El peso del año
Por las tardes espío aquí en Marienbad a los numerosos clientes que, tras las cristaleras de los comedores de los grandes balnearios, viven sus vidas crepusculares, iluminadas por una luz pálida que parece importada de una novela de W. G. Sebald. Todo aquí es mortecino e inmortal y pide a gritos que alguien lo electrifique, lo ilumine de golpe, le saque los colores al puño de polvo de la vieja Europa, le muestre al menos por unos segundos al mundo la otra cara de este lugar, el rostro cada día más agazapado de una vivacidad olvidada.
Llevo días fuera de mi tierra y, como nos encontramos en tiempo de confettis y turrones, de matasuegras y listas de los mejores libros del año, siento añoranza de mis paisanos y de sus juergas en estas fechas. ¡Son tan bestias! Una llamada de móvil aminora mi melancolía al informarme de la composición de varias de las listas de los mejores libros.
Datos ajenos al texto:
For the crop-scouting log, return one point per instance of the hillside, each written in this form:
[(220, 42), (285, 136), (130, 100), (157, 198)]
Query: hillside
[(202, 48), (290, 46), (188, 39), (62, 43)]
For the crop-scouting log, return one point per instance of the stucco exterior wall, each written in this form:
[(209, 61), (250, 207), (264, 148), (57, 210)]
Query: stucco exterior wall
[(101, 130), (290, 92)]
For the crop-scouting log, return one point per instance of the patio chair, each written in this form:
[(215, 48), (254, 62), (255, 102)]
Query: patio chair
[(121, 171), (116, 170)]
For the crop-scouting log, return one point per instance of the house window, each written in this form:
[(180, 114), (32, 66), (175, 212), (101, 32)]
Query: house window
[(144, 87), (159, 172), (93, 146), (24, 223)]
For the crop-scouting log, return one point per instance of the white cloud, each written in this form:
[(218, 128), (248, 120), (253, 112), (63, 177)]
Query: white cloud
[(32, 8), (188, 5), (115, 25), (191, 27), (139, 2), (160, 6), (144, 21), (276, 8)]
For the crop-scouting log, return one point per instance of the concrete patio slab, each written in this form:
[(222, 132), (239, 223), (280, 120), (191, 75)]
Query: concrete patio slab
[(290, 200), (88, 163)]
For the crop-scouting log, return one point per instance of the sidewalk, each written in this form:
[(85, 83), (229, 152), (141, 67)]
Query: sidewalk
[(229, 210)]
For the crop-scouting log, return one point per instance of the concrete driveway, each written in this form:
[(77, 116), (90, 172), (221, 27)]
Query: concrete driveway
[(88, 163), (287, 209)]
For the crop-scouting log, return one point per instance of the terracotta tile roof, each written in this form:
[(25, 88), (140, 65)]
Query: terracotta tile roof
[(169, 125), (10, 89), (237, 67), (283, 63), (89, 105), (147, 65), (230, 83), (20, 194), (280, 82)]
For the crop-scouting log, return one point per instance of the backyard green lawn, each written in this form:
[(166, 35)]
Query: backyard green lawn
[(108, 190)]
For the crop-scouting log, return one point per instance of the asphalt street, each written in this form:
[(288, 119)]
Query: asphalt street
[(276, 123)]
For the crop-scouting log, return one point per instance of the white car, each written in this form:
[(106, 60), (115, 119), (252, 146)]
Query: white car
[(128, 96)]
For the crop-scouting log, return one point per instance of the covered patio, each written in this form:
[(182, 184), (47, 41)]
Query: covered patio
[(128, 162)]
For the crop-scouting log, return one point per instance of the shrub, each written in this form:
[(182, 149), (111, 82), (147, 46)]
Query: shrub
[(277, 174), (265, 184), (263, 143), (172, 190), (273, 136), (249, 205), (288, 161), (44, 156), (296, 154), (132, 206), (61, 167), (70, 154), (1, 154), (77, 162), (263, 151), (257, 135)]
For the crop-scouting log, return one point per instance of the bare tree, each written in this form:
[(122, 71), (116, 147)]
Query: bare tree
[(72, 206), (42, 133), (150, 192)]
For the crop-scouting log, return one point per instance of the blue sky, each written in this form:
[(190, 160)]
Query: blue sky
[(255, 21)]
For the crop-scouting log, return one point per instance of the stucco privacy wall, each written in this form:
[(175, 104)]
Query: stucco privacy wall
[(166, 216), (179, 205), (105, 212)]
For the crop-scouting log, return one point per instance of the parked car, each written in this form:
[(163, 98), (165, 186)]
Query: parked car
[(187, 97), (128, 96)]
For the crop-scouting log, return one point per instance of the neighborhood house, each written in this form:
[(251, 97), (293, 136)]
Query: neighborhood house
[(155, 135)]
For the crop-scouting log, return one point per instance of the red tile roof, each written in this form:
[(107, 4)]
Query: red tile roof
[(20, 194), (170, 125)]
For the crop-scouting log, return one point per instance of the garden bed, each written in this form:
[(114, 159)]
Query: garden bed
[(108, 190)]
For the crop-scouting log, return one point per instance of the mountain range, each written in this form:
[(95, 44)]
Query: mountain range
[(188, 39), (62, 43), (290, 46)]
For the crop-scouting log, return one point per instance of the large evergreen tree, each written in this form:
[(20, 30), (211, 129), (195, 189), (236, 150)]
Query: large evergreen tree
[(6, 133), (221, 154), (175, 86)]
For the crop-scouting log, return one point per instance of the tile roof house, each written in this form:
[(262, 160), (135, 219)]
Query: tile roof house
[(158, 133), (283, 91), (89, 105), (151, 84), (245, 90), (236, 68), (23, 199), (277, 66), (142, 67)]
Pero como son tan distintas en un diario u otro (lógico, porque los diarios son "ellos y sus circunstancias"), mi primera impresión es que resulta difícil manejar semejante tumulto de títulos, y más aún teniendo en cuenta que no están algunos de los que han despertado mi interés en los últimos meses.
Empiezo a parecerme a Paul Valéry cuando visitaba museos y notaba que eran inhumanos
¿Qué hacer con tanto libro, cada uno junto al otro, aspirando a opacar al de al lado? ¿Qué hacer con tanta barra libre de cien metros lisos? Me pongo en el lugar de quien lleva en la cabeza todas las listas de este año y observo que la apagada gente de Marienbad empieza a mirarme como si fuera yo y no ellos quien llevara un pesado fardo encima. ¿Una carga de años o de libros? Una carga de libros del año.
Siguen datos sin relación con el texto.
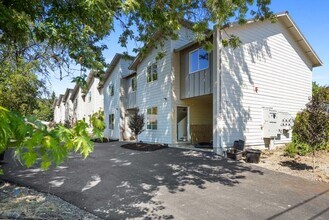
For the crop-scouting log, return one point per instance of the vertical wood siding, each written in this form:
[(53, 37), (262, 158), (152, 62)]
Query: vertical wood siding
[(197, 83), (270, 60)]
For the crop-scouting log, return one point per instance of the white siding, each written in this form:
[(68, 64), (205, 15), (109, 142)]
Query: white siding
[(270, 60), (57, 118), (81, 107), (161, 93), (96, 102), (113, 104), (156, 94), (185, 36), (61, 112), (69, 109)]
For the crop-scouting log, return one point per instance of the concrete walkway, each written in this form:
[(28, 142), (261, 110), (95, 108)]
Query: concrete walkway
[(117, 183)]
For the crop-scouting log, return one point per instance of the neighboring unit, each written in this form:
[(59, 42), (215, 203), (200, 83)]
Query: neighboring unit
[(189, 96), (119, 89)]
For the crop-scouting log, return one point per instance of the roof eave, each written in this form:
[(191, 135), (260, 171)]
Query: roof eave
[(316, 61)]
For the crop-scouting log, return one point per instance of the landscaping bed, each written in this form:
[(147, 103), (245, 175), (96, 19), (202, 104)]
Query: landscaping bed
[(144, 146), (18, 202), (301, 166)]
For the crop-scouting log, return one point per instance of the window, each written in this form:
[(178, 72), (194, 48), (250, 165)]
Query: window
[(152, 122), (111, 121), (152, 72), (134, 84), (89, 96), (111, 89), (199, 60)]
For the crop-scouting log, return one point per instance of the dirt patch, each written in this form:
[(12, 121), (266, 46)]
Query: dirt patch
[(301, 166), (143, 146), (23, 203)]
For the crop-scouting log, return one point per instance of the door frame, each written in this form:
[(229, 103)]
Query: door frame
[(188, 124)]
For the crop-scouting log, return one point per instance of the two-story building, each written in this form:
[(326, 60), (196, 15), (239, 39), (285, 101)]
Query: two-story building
[(189, 96), (119, 89)]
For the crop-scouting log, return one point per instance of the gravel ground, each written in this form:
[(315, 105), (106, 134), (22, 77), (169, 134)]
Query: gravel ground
[(18, 202), (301, 166)]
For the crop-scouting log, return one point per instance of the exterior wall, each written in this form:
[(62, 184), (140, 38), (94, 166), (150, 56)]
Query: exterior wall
[(197, 83), (56, 114), (96, 102), (129, 98), (268, 70), (69, 109), (116, 104), (61, 112), (80, 112), (185, 36), (112, 103), (156, 94)]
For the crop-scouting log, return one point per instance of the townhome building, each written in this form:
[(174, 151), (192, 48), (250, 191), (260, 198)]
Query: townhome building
[(189, 96), (249, 93), (59, 110), (56, 111), (119, 89), (86, 102), (68, 115)]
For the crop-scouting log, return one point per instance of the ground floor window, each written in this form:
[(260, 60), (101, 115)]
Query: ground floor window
[(152, 121), (111, 121)]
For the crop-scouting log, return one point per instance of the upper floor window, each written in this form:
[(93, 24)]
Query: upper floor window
[(152, 121), (152, 72), (111, 89), (134, 84), (198, 60)]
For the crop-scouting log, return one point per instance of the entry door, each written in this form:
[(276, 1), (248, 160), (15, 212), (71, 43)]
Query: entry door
[(182, 124)]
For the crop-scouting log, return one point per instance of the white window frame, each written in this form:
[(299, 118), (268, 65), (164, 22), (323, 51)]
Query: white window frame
[(111, 122), (132, 84), (89, 96), (152, 128), (152, 73), (189, 61), (111, 89)]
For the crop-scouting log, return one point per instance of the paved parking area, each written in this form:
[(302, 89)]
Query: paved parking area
[(117, 183)]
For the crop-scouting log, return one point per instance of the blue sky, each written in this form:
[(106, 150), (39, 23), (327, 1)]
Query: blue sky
[(311, 17)]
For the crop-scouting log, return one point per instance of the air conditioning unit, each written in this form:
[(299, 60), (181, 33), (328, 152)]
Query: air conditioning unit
[(275, 122)]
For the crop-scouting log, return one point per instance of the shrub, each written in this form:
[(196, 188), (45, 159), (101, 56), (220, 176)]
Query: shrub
[(136, 124), (311, 128)]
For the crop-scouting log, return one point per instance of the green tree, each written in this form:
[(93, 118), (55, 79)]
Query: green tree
[(19, 87), (312, 125)]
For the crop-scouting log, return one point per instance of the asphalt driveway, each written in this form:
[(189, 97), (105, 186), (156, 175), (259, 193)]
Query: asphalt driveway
[(117, 183)]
Empiezo a parecerme a Paul Valéry cuando visitaba museos y notaba que eran inhumanos: “Resulta paradójica esta proximidad de maravillas independientes y enemigas, tanto más enemigas cuanto más semejantes son. […]El oído no aguantaría a diez orquestas tocando juntas. Nuestra herencia nos aplasta. El hombre moderno se ve empobrecido por un capital exagerado de riquezas, y por tanto inutilizable”.
Estas palabras me recuerdan que en su primer encuentro Holmes le comenta a Watson que el cerebro del hombre es originariamente un desván vacío, que uno deber ir llenando con los enseres que prefiera. El necio, le dice Holmes, mete en él todos los trastos que encuentra, de modo que los conocimientos que podrían serle útiles no disponen de lugar, mientras que en cambio el artesano habilidoso controla lo que introduce en su cerebro-desván. Y no hay que olvidar que nuestro altillo no tiene paredes elásticas ni puede dilatarse sin límite, de modo que no conviene que datos inútiles desalojen a los útiles…
En el tumultuoso fardo hay bastantes libros superfluos que han desalojado a lo loco a otros de mayor enjundia y saturado con datos inútiles el desván. Alguno dirá: pero son listas necesariamente arbitrarias y sólo son juegos navideños. Pues claro, y mi comentario es de fin de año. Hay libros que se han visto extrañamente borrados, atropellados, dada la alegría con la que se ha llenado la cáscara vacía; mejor dicho, el camarote de los Marx.